- Location: King County, Washington, United States
- Coordinates: 47°32′57″N 121°23′00″W﻿ / ﻿47.54921°N 121.38338°W
- Primary outflows: Dingford Creek
- Basin countries: United States
- Surface area: 14.4 acres (0.058 km^{2})
- Surface elevation: 3,779 ft (1,152 m)

= Myrtle Lake (King County, Washington) =

Lake in Washingtion state, U.S.

Myrtle Lake is a freshwater lake located on the northern slope of Big Snow Mountain between Snoqualmie Lake and Chetwoot Lake, in King County, Washington. Self-issued Alpine Lake Wilderness permit required for transit within the Big Snow Mountain area. Because Myrtle Lake is at the heart of the Alpine Lakes Wilderness, the lake is a popular area for hiking, swimming, and fishing rainbow trout and coastal cutthroat trout.

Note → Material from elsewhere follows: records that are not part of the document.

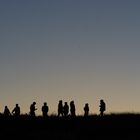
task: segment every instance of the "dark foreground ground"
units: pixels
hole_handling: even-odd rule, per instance
[[[0,117],[0,139],[114,140],[140,139],[140,115],[57,118]]]

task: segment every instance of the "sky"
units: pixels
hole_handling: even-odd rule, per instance
[[[74,100],[76,114],[140,112],[139,0],[0,0],[0,112]]]

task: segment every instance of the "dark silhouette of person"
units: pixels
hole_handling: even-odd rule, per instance
[[[20,116],[20,107],[16,104],[15,108],[12,110],[12,114],[16,117]]]
[[[58,103],[58,117],[60,115],[63,116],[63,101],[62,100],[60,100]]]
[[[89,114],[89,105],[88,103],[86,103],[84,106],[84,116],[88,116],[88,114]]]
[[[70,102],[70,113],[71,113],[71,116],[72,116],[72,117],[75,117],[75,116],[76,116],[74,101],[71,101],[71,102]]]
[[[37,110],[37,108],[35,107],[36,105],[36,102],[33,102],[31,105],[30,105],[30,115],[32,117],[35,117],[36,114],[35,114],[35,111]]]
[[[100,115],[103,116],[104,115],[104,111],[106,110],[106,104],[104,102],[104,100],[100,100]]]
[[[11,115],[10,110],[9,110],[9,108],[7,106],[5,106],[3,114],[4,114],[5,117],[8,117],[8,116]]]
[[[48,111],[49,111],[49,107],[47,106],[47,103],[45,102],[44,105],[42,106],[42,115],[43,115],[43,117],[48,116]]]
[[[64,104],[64,116],[68,116],[68,113],[69,113],[69,106],[68,106],[68,103],[65,102]]]

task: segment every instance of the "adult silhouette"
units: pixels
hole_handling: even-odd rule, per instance
[[[9,108],[7,106],[5,106],[3,114],[4,114],[5,117],[8,117],[8,116],[11,115],[10,110],[9,110]]]
[[[58,117],[60,115],[63,116],[63,101],[62,100],[60,100],[58,103]]]
[[[88,114],[89,114],[89,105],[88,103],[86,103],[84,106],[84,116],[88,116]]]
[[[20,107],[16,104],[15,108],[12,110],[12,114],[16,117],[20,116]]]
[[[43,117],[48,116],[48,111],[49,111],[49,107],[47,106],[47,103],[45,102],[44,105],[42,106],[42,115],[43,115]]]
[[[68,113],[69,113],[69,106],[68,106],[68,103],[65,102],[64,104],[64,116],[68,116]]]
[[[76,116],[74,101],[70,102],[70,113],[71,113],[71,116],[73,116],[73,117]]]
[[[104,100],[100,100],[100,115],[103,116],[104,115],[104,111],[106,110],[106,104],[104,102]]]
[[[31,105],[30,105],[30,115],[32,117],[35,117],[36,114],[35,114],[35,111],[37,110],[37,108],[35,107],[36,105],[36,102],[33,102]]]

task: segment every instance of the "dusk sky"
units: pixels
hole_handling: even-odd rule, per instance
[[[0,0],[0,112],[60,99],[140,112],[139,0]]]

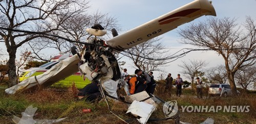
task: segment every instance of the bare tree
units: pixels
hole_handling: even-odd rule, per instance
[[[168,51],[165,50],[162,42],[159,42],[161,39],[151,39],[126,50],[124,54],[132,59],[137,68],[145,72],[162,71],[161,67],[164,66],[166,60],[158,60],[167,56],[166,53]],[[158,58],[158,60],[153,58]]]
[[[227,80],[227,72],[224,65],[218,65],[207,71],[207,77],[212,84],[225,84]]]
[[[180,72],[185,75],[185,77],[189,79],[191,81],[192,89],[194,89],[194,83],[195,78],[202,75],[203,72],[201,70],[208,65],[208,63],[202,60],[190,60],[189,63],[182,61],[182,64],[179,66],[183,68]]]
[[[234,76],[234,81],[246,91],[248,86],[256,82],[256,66],[254,65],[240,68]]]
[[[38,37],[46,37],[58,29],[71,17],[83,12],[88,8],[84,1],[6,0],[0,2],[1,28],[0,38],[5,41],[9,54],[9,87],[16,84],[15,59],[17,48]],[[38,33],[16,32],[11,30],[29,30]]]
[[[86,32],[86,29],[99,23],[109,31],[107,32],[108,34],[106,37],[104,37],[106,38],[111,37],[110,35],[111,33],[109,33],[112,29],[115,28],[117,30],[119,29],[117,23],[116,19],[109,16],[108,13],[103,14],[99,11],[92,14],[83,13],[67,19],[66,21],[60,26],[59,30],[54,33],[55,35],[61,36],[62,37],[72,41],[85,41],[90,36]],[[37,39],[29,43],[33,52],[33,54],[31,55],[32,58],[44,61],[49,59],[44,57],[43,55],[40,54],[46,48],[53,48],[63,54],[70,52],[71,47],[73,46],[76,46],[79,51],[82,50],[82,44],[80,43],[68,42],[57,37],[51,37],[50,38],[51,40],[49,40],[48,38],[41,38],[39,39],[40,42]]]
[[[244,29],[229,18],[208,18],[204,22],[191,24],[179,34],[182,42],[215,51],[225,60],[230,87],[237,95],[234,76],[238,69],[256,63],[255,23],[247,17]]]

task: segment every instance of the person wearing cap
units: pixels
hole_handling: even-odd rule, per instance
[[[126,76],[128,75],[128,73],[127,73],[127,69],[123,69],[123,72],[122,73],[121,76],[122,78],[125,78]]]
[[[151,82],[150,83],[147,84],[146,91],[150,95],[151,94],[153,94],[155,91],[155,88],[156,88],[156,81],[154,80],[153,72],[150,71],[149,75]]]
[[[180,75],[178,74],[178,78],[176,78],[176,80],[175,81],[175,84],[176,84],[176,95],[177,96],[179,96],[180,97],[181,95],[181,88],[182,86],[182,84],[183,83],[183,81],[182,80],[182,78],[180,78]]]
[[[170,88],[172,89],[172,85],[173,85],[173,81],[174,79],[172,77],[172,74],[170,73],[168,74],[167,78],[165,79],[166,85],[165,85],[165,90],[169,89],[169,84],[170,85]]]
[[[130,93],[133,94],[144,91],[146,88],[146,81],[140,76],[142,71],[139,69],[135,70],[135,76],[130,79],[129,84],[130,85]]]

The input for Myrtle Lake is from Little Myrtle Lake, less than a mile distance to the north. Big Snow Lake is also a short distance from Myrtle Lake, to the East while Little Bulger Ridge overshadows off the northwest shore of Myrtle Lake.

==Location==
Myrtle lake is surrounded by alpine lakes north of Big Snow Mountain. Access is from Dingford Creek trail off Middle Fork Trail 1003 in the heart of the Middle Fork valley, past the open-air cabana at the Goldmeyer Hot Springs pools and past the junction to Hester Lake. The Dingford Creek trailhead starts off near 100 ft tall Dingford Creek Falls, and Pumpkinseed Falls is a short distance upstream along the route on the north shore from a tributary fed by Pumpkinseed Lake.